- US Financial Crimes Enforcement Network (FinCEN) is on track to releasing new requirements for the dynamic cryptocurrency space, Steve Mnuchin assured Congress.
- Authorities need to follow funds to ensure they don’t end up for Money Laundering purposes
During a recent Senate Finance Committee hearing, Steve Mnuchin the U.S. Treasury Secretary called on the FinCEN, a U.S financial regulatory authority, to put in place new cryptocurrencies regulations and guidelines in a bid to reduce the money laundering, illicit trades and activities that cryptocurrencies purportedly enhance.
Mnuchin was in Congress answering Senator Maggie Hassan (D-N.H.), on how the budget increases Treasury plans to bolster monitoring and prosecution of terrorists and criminal rings that funnel funds using crypto. He didn’t give much details but he stated that they had zeroed in on cryptocurrencies, a topic they had given much thought after lengthy discussions with other agencies and watchdogs.
They would want technology to progress with caution by ensuring that digital assets aren’t simply being stashed for criminal enterprises. This would be made possible only if the authorities would be able to follow a trail ensuring that the funds weren’t for money laundering purposes.

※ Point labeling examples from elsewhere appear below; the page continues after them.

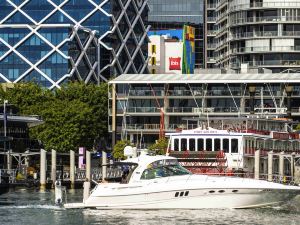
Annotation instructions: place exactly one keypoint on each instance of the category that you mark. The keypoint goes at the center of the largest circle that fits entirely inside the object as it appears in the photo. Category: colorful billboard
(188, 58)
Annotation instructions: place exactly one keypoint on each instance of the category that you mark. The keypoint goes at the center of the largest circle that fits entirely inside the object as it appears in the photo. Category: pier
(276, 166)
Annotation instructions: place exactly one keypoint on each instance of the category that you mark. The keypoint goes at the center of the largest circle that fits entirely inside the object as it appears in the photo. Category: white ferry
(160, 182)
(231, 143)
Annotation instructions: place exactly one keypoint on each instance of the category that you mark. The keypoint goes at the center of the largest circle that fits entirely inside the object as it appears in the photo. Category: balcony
(143, 110)
(265, 49)
(264, 19)
(271, 63)
(146, 93)
(275, 4)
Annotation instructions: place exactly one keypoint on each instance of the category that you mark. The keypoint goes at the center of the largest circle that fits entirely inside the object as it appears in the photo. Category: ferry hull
(200, 199)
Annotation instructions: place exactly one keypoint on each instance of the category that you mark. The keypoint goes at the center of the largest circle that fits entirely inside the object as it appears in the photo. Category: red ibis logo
(174, 63)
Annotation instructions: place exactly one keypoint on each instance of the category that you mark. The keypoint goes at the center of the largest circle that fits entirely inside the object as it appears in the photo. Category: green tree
(160, 146)
(118, 150)
(74, 116)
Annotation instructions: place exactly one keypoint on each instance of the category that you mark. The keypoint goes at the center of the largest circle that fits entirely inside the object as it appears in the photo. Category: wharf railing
(10, 173)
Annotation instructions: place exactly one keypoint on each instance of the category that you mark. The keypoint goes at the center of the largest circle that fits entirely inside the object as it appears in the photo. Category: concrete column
(251, 100)
(293, 165)
(281, 164)
(256, 164)
(104, 167)
(270, 166)
(72, 168)
(114, 116)
(43, 169)
(88, 165)
(289, 90)
(27, 159)
(9, 160)
(53, 167)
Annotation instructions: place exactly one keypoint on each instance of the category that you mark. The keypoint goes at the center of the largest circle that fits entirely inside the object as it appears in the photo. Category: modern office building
(172, 51)
(52, 41)
(210, 31)
(259, 33)
(137, 105)
(173, 14)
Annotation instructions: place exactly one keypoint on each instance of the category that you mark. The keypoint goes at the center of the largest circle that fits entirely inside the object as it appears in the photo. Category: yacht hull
(196, 199)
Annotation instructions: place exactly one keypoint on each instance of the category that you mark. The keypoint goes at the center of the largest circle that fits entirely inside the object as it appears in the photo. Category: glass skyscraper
(52, 41)
(173, 14)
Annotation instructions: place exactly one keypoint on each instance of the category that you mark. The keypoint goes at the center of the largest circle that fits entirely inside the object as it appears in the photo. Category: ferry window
(200, 144)
(234, 145)
(176, 144)
(192, 145)
(226, 145)
(208, 144)
(217, 145)
(183, 144)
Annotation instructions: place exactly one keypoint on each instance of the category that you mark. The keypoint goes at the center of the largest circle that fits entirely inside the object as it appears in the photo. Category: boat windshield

“We want to make sure that cryptocurrencies aren’t used for the equivalent of old Swiss secret number bank accounts.”
In a previous White House briefing Mnuchin has argued that the cryptocurrencies in place have been breached by criminal fronts to facilitate illegal dealings such as ransomware, extortion and even in extreme cases Human and Narco trafficking. He added that the regulators wouldn’t stand by as crypto firms facilitate such with mentions of BTC and Libra.
“To be clear: FinCEN will hold any entity that transacts in Bitcoin, Libra, or any other cryptocurrency to its highest standards.”
FinCEN Tough Stance
FinCEN’s top brass has constantly reiterated their position on Crypto regulations. Previously Kenneth Blanco, director FinCEN has offered stern warning to crypto firms and start-ups that don’t follow BSA and AML regulations of dire consequences. The Securities and Exchange Commission(SEC), Commodity Futures Trading Commission (CTFC) and FinCEN recently released a joint press statement where they reminded actors in the crypto space to follow BSA and AML regulations set aside by regulatory authorities.